I’ve become the designated “social media guy” for a massive organization (25,000+ people). For a while, the responsibilities of this role consisted primarily of explaining what the Twitters were and why people cared about what you ate for lunch. As social media has grown in popularity, so too has the internal and external demand for people who know what they’re talking about (the demand is so great that even people who have no clue what they’re talking about are in demand). My time has since become monopolized by my colleagues asking me to join meetings, review work products, pitch clients, and “pick my brain.” Once the words “social media” were uttered, the call went out – let’s get Steve in here right away!!

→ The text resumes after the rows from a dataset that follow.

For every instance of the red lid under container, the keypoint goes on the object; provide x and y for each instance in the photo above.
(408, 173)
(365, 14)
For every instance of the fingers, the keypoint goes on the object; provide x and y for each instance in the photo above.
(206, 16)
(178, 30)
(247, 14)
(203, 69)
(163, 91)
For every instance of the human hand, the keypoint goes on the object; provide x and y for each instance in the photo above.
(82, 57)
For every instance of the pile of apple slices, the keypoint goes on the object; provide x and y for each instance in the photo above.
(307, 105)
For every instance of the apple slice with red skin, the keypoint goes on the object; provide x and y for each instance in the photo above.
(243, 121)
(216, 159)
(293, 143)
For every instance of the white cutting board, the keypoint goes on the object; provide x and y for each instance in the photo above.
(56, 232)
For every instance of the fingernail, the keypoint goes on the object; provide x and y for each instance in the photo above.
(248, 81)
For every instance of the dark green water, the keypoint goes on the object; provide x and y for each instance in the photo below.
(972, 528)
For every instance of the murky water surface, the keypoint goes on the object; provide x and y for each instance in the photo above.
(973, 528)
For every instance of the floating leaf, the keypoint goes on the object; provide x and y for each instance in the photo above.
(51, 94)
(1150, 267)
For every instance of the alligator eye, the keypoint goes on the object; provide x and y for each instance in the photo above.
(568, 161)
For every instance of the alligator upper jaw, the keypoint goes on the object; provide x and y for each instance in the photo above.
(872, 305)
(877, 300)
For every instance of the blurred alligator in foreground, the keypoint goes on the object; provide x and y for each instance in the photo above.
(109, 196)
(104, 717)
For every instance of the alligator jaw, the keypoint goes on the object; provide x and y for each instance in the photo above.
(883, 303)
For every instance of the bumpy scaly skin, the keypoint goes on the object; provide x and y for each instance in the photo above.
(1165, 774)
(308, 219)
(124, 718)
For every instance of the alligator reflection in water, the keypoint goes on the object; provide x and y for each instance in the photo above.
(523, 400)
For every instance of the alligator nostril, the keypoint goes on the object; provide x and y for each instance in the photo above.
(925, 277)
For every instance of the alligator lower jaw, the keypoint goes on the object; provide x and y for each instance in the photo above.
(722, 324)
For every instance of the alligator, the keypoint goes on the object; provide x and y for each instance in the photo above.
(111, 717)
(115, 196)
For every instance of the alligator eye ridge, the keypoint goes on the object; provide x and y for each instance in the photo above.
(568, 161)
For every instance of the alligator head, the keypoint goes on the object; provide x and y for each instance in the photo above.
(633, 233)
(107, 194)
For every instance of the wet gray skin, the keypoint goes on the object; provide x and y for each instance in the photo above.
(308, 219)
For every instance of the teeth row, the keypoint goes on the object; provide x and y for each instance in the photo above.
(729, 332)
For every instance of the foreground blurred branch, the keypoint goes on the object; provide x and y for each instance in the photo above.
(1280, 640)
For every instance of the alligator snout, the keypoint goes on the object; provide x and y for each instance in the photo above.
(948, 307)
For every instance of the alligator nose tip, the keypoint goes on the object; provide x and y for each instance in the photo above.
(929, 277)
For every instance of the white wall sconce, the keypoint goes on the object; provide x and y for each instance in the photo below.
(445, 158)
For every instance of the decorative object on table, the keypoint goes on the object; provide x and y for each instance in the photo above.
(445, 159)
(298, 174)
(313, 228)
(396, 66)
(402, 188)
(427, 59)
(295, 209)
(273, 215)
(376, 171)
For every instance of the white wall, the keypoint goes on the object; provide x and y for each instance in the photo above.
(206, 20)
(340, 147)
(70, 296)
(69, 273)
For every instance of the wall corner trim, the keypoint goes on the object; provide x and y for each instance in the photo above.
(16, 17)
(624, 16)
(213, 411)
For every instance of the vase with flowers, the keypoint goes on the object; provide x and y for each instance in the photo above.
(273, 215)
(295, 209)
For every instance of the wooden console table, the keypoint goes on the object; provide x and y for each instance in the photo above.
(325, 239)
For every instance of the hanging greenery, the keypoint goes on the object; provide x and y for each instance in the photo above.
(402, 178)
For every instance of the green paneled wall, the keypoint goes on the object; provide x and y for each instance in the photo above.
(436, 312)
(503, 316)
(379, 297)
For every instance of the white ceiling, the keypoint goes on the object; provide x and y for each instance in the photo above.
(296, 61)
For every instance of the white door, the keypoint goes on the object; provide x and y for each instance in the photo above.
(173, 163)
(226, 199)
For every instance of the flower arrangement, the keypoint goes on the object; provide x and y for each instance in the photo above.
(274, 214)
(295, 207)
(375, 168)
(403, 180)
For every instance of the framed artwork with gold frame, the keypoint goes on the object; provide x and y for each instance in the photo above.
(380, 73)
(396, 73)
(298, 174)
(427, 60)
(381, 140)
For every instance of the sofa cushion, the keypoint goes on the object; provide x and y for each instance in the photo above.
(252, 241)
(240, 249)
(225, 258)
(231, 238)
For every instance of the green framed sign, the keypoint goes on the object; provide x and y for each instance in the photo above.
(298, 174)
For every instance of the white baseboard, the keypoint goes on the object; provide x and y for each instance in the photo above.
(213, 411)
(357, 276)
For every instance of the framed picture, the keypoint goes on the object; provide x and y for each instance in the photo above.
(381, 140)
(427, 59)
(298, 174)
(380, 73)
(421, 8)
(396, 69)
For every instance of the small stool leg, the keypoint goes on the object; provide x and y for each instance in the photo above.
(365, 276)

I liked it. I was in high demand, and I became well-known throughout my huge company as THE social media guy. It was fun and led to awards, promotions, and raises. I became the social media Superman, flying in to win new work, solve problems, and offer innovative solutions! I built a team and developed a mentality that if there was social media involved, I’d swoop in and save the day, wherever and whenever I was needed. The fact that I didn’t have the resources, the budget, or the authority to scale this across an entire organization was a concern, but I figured that would come soon enough – how could it not???

That’s when I realized I had a problem. I had a Superman complex. Wikipedia defines a Superman Complex as an unhealthy sense of responsibility, or the belief that everyone else lacks the capacity to successfully perform one or more tasks. Such a person may feel a constant need to “save” others.

I felt this enormous sense of responsibility that if there was a project using social media, I needed to know about it and my team needed to be involved. If I heard about a project where we were doing any sort of public outreach, I felt like I needed to butt in and help them integrate social media. If there were people working on a knowledge management strategy for a client, I had to get on the call and talk with them about social media behind the firewall. I felt like I needed to be there to ensure that we had the absolute best people working on these projects, that they were armed with the best intellectual capital we had and that they were consistent with the overall approach to social media that I had established. When a project’s social media efforts fell flat, I felt personally responsible. What did I do wrong? Why didn’t they get me involved sooner? Why wasn’t one of my people working with them already? Why didn’t they just ask for my help?? Now, remember, I work at a firm that generates upwards of $5 billion in annual revenue. That’s a LOT of projects to keep an eye on.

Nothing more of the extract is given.